Baker and Fogg might have fond memories of the game show, but both of them admit that it was a much more difficult experience than returning for the movie. In their heyday they would film about four episodes a day — although the first one took them 18 hours to get right.
“It became a machine eventually, so we’d crank those babies out,” Fogg explained. “We were on the Universal lot where it was shot in Orlando. They’d bring the crowds in and sit out there, and they would need to be kept happy for about 20 minutes, and then they’d move out and a new audience would come in. And then we’ve got a show ... with stunts and games, there’s questions, and then you’ve got to set up for the run through. This was not a simple show.”
“This was the ‘90s, too, and when I walked in there and saw the set, I was like, 'How are they going to make this thing work?'" added Baker. “They had trouble trying to get it up. I mean, it was like a Disney World ride. It was very theatrical. We’d have to shut it down — the door would close on somebody, and we’d have to reset them and all that kind of stuff. It was so intense.”
“But that's what was unique about it, and what I think people really loved about ['Legends Of The Hidden Temple'] ... it didn’t just look like a gameshow,” Fogg continued. “It looked like a jungle tomb.”
The new set is, of course, even flashier than the old one, but it still maintains the spirit of the original show, complete with Easter eggs carved into the sides that only hardcore fans will spot.
“We saw the sets and it was unbelievable,” Fogg said. “I was saying, ‘Please don’t let this be cheesy, please don’t let this be cheesy, this could be one and done here!’ And I got in there and went, ‘Oh, you guys, you love the show.’”
They weren’t the only ones — Critchley and Jurgensmeyer also became converts after watching episodes of the old series as research, and they gushed about their co-stars to Revelist.
“Watching Kirk do those scenes ... it’s like watching his past,” Critchley said. “He’s going back in time and bringing back so many memories for him, and you could just see it in his eyes.”

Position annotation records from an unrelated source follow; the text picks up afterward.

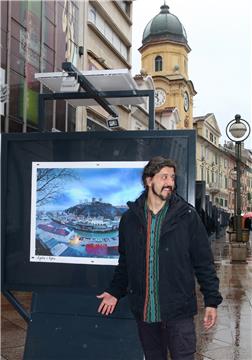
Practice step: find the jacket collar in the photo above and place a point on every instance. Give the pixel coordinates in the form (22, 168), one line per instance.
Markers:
(177, 208)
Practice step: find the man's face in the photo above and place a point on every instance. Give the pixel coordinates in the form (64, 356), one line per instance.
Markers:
(162, 184)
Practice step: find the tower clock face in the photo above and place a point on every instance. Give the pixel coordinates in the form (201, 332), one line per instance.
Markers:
(160, 97)
(186, 101)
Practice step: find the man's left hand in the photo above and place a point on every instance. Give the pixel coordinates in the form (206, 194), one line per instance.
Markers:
(210, 317)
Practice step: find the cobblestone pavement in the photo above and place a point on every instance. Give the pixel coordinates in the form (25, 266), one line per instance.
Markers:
(230, 339)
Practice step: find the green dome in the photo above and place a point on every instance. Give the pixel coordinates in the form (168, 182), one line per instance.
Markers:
(164, 26)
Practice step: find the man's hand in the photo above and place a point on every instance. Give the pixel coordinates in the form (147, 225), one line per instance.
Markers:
(210, 317)
(108, 303)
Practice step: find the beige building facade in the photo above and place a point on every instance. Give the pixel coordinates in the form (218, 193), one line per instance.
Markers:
(164, 56)
(216, 166)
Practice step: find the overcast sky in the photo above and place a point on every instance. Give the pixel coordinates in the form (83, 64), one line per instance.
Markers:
(219, 64)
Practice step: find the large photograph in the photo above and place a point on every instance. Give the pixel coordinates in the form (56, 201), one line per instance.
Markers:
(76, 208)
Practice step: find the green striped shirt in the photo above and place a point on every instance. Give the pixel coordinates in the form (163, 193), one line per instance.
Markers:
(154, 223)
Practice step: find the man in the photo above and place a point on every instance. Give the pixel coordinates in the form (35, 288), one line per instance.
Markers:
(163, 245)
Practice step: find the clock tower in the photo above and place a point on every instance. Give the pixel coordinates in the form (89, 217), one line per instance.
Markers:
(164, 53)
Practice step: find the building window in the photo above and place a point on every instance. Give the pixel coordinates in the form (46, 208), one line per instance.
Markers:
(202, 173)
(158, 63)
(95, 18)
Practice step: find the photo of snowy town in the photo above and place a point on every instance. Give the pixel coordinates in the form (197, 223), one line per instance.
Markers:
(76, 209)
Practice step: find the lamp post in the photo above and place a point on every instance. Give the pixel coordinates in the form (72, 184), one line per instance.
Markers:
(238, 130)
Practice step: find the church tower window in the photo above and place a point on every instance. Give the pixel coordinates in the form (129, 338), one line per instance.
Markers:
(158, 63)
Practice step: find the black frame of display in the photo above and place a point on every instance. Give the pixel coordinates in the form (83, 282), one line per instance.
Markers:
(135, 143)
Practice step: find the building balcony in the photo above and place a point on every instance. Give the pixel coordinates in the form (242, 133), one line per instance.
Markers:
(213, 188)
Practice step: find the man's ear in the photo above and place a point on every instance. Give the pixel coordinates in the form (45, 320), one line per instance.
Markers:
(148, 181)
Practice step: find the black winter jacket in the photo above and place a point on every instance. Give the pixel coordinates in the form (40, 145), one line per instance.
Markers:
(184, 252)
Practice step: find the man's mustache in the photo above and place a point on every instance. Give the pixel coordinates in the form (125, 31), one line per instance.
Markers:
(167, 187)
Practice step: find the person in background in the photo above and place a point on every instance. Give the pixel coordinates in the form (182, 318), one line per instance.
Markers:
(163, 245)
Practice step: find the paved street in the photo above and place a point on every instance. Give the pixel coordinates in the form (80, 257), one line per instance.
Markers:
(229, 340)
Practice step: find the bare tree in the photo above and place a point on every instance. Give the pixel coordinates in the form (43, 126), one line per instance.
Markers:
(49, 182)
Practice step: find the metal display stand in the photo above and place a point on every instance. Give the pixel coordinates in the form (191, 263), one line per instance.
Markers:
(66, 325)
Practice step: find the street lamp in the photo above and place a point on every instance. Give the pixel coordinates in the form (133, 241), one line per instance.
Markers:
(238, 130)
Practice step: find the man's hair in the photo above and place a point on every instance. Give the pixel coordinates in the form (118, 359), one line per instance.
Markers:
(154, 166)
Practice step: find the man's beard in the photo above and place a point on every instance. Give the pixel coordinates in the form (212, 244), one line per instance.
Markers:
(163, 198)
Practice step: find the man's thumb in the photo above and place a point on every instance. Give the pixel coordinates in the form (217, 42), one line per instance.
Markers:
(100, 296)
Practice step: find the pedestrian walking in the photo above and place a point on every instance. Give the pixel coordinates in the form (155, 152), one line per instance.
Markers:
(163, 245)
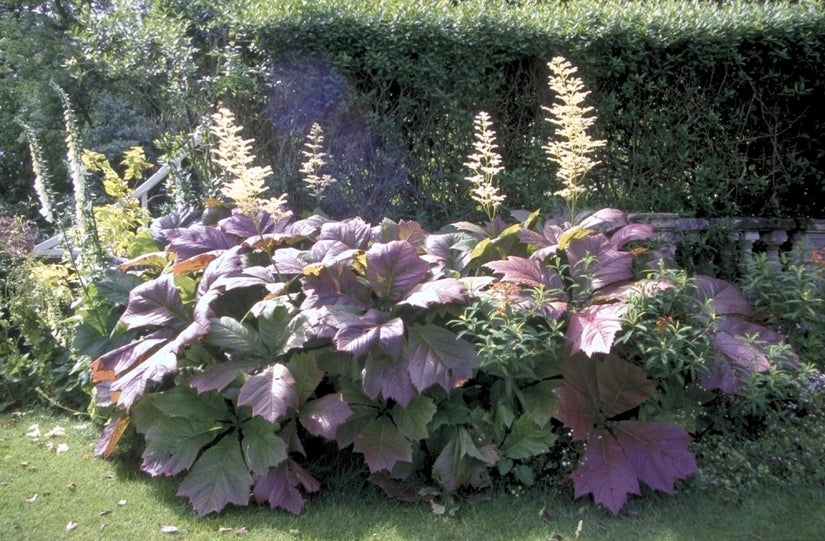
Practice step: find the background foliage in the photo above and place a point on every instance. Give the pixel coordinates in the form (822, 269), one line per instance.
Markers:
(708, 109)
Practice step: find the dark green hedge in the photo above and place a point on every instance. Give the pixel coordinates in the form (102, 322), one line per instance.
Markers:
(708, 109)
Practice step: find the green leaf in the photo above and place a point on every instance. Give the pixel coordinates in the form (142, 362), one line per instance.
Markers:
(383, 445)
(527, 439)
(524, 474)
(261, 447)
(230, 334)
(540, 402)
(142, 243)
(185, 402)
(412, 421)
(574, 233)
(220, 477)
(173, 444)
(305, 372)
(273, 325)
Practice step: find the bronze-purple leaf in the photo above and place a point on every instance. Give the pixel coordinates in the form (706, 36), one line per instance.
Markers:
(270, 394)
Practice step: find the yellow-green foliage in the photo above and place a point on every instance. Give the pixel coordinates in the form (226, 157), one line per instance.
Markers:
(572, 146)
(118, 222)
(243, 183)
(485, 164)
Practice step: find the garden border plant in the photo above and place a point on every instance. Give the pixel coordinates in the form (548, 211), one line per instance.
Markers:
(443, 358)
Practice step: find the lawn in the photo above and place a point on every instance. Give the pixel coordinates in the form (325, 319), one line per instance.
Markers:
(51, 486)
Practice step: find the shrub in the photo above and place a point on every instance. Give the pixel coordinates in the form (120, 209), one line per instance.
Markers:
(442, 358)
(789, 295)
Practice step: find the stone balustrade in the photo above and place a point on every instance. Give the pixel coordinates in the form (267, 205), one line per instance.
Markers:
(753, 235)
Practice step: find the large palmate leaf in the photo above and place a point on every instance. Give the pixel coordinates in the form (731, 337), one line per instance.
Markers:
(409, 231)
(354, 233)
(155, 303)
(439, 357)
(323, 416)
(197, 239)
(306, 373)
(234, 336)
(526, 439)
(462, 463)
(217, 376)
(740, 345)
(334, 285)
(615, 461)
(596, 389)
(374, 329)
(452, 248)
(118, 361)
(262, 448)
(724, 297)
(177, 425)
(593, 328)
(540, 400)
(658, 451)
(280, 487)
(394, 269)
(271, 393)
(218, 478)
(173, 443)
(596, 259)
(606, 472)
(528, 272)
(244, 226)
(389, 377)
(443, 291)
(131, 386)
(383, 445)
(412, 419)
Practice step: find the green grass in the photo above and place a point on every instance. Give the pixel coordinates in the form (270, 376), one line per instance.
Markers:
(112, 500)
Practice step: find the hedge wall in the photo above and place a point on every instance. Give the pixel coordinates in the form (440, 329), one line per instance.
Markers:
(708, 109)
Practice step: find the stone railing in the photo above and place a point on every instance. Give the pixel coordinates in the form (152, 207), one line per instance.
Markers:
(753, 235)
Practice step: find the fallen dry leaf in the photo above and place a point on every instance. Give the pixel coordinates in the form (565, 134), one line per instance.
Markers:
(57, 431)
(437, 508)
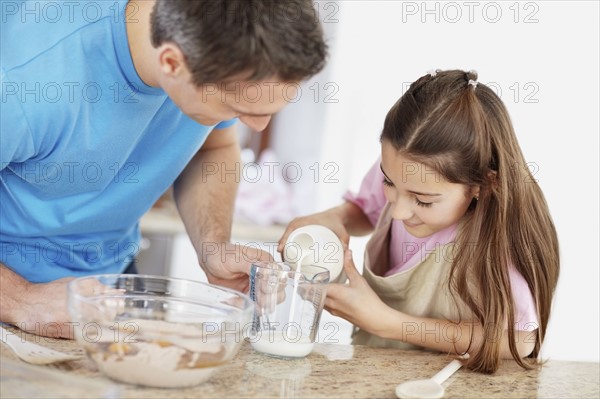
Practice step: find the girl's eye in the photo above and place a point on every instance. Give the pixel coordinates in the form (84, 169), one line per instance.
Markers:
(421, 203)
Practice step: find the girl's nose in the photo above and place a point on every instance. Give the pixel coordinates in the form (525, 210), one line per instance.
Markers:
(401, 210)
(257, 123)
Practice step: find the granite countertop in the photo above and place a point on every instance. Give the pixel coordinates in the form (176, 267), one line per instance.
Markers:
(330, 371)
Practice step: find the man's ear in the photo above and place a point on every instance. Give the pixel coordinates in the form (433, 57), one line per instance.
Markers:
(171, 60)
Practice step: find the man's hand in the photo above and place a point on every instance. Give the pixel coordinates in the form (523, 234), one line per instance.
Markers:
(228, 264)
(39, 309)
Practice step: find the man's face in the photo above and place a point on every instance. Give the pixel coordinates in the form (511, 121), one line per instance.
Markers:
(253, 102)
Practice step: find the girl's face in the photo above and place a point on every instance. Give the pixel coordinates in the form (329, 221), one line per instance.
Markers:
(420, 197)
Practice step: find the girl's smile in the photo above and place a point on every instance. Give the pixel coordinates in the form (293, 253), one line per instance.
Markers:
(420, 197)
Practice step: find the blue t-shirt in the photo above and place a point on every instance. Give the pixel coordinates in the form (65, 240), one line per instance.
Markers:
(86, 147)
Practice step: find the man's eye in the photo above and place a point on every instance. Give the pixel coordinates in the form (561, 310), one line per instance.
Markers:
(421, 203)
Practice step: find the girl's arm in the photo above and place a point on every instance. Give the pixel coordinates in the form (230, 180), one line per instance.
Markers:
(359, 304)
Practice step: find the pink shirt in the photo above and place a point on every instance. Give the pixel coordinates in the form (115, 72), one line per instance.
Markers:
(407, 251)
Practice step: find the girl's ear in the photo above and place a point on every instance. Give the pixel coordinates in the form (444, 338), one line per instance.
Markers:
(492, 177)
(474, 193)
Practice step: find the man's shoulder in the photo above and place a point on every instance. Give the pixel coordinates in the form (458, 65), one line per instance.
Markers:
(32, 27)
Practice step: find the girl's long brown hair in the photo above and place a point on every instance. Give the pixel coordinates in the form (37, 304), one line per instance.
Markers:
(461, 129)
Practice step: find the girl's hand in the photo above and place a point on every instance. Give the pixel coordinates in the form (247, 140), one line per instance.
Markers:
(356, 301)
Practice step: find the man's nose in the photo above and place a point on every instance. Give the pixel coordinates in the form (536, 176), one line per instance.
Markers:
(258, 123)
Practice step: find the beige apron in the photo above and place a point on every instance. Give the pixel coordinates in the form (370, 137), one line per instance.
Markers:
(422, 290)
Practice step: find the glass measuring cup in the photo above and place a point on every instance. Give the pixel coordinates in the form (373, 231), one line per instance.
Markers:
(288, 302)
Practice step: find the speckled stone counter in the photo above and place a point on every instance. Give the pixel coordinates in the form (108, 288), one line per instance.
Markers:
(330, 371)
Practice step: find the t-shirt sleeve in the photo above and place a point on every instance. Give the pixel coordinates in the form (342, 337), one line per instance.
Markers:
(525, 309)
(16, 143)
(224, 124)
(370, 197)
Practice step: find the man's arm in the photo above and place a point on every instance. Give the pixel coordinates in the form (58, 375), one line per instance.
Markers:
(205, 195)
(37, 308)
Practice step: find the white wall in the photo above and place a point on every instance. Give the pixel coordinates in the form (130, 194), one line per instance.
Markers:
(544, 51)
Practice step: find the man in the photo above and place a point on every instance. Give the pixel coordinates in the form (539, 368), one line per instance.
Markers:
(105, 105)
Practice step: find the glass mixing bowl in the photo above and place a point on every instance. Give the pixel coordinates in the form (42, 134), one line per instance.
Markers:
(157, 331)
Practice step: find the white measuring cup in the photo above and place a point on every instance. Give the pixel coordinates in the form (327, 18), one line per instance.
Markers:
(315, 245)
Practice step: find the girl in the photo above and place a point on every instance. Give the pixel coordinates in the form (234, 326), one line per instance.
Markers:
(463, 255)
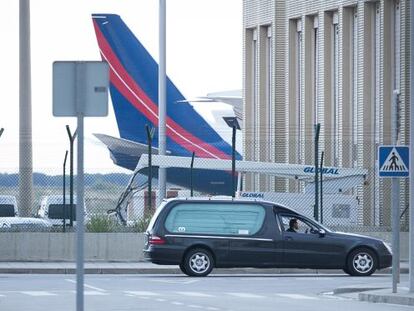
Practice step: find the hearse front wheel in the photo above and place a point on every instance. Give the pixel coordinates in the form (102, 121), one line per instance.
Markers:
(362, 262)
(198, 262)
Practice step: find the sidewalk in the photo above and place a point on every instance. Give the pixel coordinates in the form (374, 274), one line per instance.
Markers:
(146, 268)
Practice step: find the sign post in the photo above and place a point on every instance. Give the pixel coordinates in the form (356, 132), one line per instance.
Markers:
(394, 163)
(80, 89)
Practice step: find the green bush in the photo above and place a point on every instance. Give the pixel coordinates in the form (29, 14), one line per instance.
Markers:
(141, 225)
(101, 223)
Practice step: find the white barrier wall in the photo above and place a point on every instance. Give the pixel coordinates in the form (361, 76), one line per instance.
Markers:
(44, 246)
(121, 247)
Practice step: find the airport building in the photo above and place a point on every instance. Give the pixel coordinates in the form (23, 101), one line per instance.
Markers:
(336, 63)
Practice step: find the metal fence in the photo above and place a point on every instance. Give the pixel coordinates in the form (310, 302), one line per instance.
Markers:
(360, 207)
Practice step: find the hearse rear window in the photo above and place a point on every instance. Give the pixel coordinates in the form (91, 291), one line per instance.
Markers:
(220, 218)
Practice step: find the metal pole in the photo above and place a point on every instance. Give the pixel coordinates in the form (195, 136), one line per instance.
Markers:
(149, 138)
(64, 191)
(162, 92)
(316, 208)
(25, 112)
(233, 163)
(321, 190)
(395, 204)
(191, 174)
(411, 238)
(80, 102)
(71, 141)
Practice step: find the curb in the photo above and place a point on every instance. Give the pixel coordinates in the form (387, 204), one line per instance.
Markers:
(160, 270)
(387, 298)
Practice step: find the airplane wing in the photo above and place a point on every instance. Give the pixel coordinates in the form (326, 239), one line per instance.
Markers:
(120, 146)
(232, 98)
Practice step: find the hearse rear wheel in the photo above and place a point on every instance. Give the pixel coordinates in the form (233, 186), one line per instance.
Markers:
(198, 262)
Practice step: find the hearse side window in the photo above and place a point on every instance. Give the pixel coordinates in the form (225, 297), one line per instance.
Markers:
(220, 218)
(303, 225)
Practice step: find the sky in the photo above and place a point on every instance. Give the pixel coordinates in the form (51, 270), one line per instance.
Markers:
(204, 55)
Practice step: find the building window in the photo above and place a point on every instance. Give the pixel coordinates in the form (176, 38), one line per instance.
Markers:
(354, 74)
(254, 96)
(298, 88)
(315, 68)
(336, 117)
(397, 48)
(269, 81)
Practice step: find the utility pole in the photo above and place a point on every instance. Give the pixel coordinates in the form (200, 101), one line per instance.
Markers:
(162, 94)
(25, 112)
(150, 134)
(411, 237)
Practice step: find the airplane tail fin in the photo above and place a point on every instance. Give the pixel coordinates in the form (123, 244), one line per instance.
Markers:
(134, 93)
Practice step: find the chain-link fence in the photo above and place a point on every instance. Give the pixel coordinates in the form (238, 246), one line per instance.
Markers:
(117, 202)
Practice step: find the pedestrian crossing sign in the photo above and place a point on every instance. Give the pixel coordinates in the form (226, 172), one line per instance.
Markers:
(393, 161)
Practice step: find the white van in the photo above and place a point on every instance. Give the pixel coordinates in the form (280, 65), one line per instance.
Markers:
(8, 206)
(52, 208)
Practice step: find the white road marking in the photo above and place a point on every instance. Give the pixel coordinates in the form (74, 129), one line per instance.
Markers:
(174, 281)
(86, 285)
(194, 294)
(38, 293)
(321, 278)
(297, 296)
(141, 293)
(245, 295)
(95, 293)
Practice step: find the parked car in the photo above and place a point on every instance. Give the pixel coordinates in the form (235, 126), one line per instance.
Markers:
(52, 209)
(200, 234)
(24, 224)
(8, 206)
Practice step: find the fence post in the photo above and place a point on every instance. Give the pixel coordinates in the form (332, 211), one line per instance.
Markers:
(316, 207)
(71, 141)
(64, 191)
(321, 190)
(150, 134)
(191, 174)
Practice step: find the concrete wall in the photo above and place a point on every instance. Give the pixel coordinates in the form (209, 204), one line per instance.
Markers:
(43, 246)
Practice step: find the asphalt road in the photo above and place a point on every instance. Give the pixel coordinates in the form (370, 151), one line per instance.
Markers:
(180, 293)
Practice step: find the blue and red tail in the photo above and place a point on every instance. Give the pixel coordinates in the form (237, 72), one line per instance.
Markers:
(134, 93)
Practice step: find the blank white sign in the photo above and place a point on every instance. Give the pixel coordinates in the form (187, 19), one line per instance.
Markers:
(80, 87)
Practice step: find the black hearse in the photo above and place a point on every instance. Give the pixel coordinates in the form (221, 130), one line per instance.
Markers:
(200, 234)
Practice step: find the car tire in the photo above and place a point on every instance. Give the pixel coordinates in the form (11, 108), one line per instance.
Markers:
(361, 262)
(182, 268)
(198, 262)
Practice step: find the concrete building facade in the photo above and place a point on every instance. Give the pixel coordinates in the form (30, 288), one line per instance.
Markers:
(336, 63)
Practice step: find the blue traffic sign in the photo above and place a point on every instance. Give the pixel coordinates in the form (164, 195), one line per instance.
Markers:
(393, 161)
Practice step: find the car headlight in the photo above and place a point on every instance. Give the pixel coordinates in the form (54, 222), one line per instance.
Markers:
(388, 247)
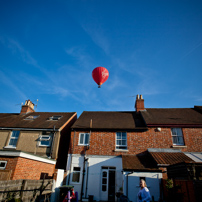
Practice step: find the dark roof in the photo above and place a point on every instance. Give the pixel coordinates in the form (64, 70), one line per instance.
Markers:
(41, 122)
(138, 162)
(169, 158)
(110, 120)
(172, 116)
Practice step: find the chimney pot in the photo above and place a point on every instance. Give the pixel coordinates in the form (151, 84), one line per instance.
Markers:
(139, 104)
(27, 107)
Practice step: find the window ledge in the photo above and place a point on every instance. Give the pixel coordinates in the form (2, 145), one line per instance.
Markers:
(9, 147)
(121, 150)
(180, 146)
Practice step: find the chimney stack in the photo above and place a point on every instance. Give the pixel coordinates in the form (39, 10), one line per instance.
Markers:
(139, 104)
(27, 107)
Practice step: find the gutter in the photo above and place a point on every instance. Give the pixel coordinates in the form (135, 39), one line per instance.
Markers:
(31, 129)
(127, 183)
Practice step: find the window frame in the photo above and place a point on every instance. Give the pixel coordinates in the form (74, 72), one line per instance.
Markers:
(41, 139)
(55, 117)
(178, 135)
(13, 138)
(3, 168)
(76, 172)
(121, 139)
(84, 139)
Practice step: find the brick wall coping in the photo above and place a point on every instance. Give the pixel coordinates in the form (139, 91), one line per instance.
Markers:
(163, 150)
(27, 155)
(94, 156)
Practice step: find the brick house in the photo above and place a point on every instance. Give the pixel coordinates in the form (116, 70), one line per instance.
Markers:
(111, 151)
(33, 144)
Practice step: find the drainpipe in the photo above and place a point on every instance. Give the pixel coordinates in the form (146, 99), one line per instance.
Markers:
(71, 159)
(87, 180)
(84, 172)
(84, 162)
(127, 183)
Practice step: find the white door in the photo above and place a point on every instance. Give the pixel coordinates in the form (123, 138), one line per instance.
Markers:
(108, 183)
(104, 185)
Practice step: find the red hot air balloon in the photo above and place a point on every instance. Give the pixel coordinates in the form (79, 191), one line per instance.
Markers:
(100, 75)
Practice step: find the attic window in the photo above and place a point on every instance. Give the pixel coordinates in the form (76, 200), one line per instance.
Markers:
(3, 165)
(55, 118)
(31, 117)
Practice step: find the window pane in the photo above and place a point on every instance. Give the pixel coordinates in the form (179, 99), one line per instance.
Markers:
(77, 169)
(13, 142)
(15, 134)
(75, 177)
(118, 135)
(177, 136)
(81, 138)
(174, 140)
(123, 142)
(124, 136)
(104, 180)
(87, 138)
(118, 142)
(2, 164)
(104, 187)
(104, 174)
(45, 143)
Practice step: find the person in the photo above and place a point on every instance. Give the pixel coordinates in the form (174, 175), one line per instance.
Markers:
(73, 196)
(143, 194)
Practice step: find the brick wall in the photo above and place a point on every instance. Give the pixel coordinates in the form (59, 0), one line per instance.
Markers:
(103, 143)
(23, 168)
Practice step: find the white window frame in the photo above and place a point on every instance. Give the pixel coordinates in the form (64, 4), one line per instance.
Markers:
(178, 135)
(75, 172)
(55, 117)
(3, 168)
(121, 139)
(43, 138)
(13, 138)
(84, 138)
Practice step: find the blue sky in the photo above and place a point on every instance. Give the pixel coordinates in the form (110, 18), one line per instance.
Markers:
(48, 50)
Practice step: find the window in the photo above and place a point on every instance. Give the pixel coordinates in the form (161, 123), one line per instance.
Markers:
(14, 138)
(45, 139)
(3, 165)
(83, 138)
(121, 140)
(31, 117)
(177, 136)
(76, 174)
(55, 117)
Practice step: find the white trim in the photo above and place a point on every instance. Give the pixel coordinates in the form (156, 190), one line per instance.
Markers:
(28, 156)
(3, 168)
(84, 138)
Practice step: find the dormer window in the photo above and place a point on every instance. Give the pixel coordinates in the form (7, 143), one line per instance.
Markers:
(3, 165)
(13, 139)
(31, 117)
(177, 136)
(55, 117)
(45, 139)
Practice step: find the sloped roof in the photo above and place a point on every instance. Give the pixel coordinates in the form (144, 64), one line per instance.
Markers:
(41, 122)
(109, 120)
(172, 116)
(138, 162)
(169, 158)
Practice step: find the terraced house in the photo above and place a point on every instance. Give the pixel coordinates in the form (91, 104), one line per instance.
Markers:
(33, 144)
(111, 151)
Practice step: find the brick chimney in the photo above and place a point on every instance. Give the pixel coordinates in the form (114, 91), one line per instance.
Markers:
(139, 104)
(27, 107)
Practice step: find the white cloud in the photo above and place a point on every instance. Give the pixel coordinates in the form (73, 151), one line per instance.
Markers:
(8, 82)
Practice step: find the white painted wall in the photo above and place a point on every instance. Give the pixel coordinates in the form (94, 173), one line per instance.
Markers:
(152, 181)
(95, 163)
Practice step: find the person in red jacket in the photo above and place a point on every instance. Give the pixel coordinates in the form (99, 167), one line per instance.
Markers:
(72, 197)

Of course, Critchley and Jurgensmeyer didn't have to do too much research about the original show's various physical competitions. Much like with Baker, things were a lot easier on the movie set for the kids since they didn’t have to deal with moats, mazes, and Temple Guards, instead relying on stunt performers for the bigger action set pieces.
But there’s one iconic aspect of the show that hasn’t changed in the slightest: Yes, the Shrine of the Silver Monkey is still a part of the Temple, and still that difficult to assemble.
“We could not put it together,” admitted Critchley. “Every time we would knock it over, so when I watched the game show I just relate to those kids. They could not put it together, and we could not either. There were like one hundred bloopers.”
Nice to know that no matter how often TV shows and movies get rebooted, some things always stay the same.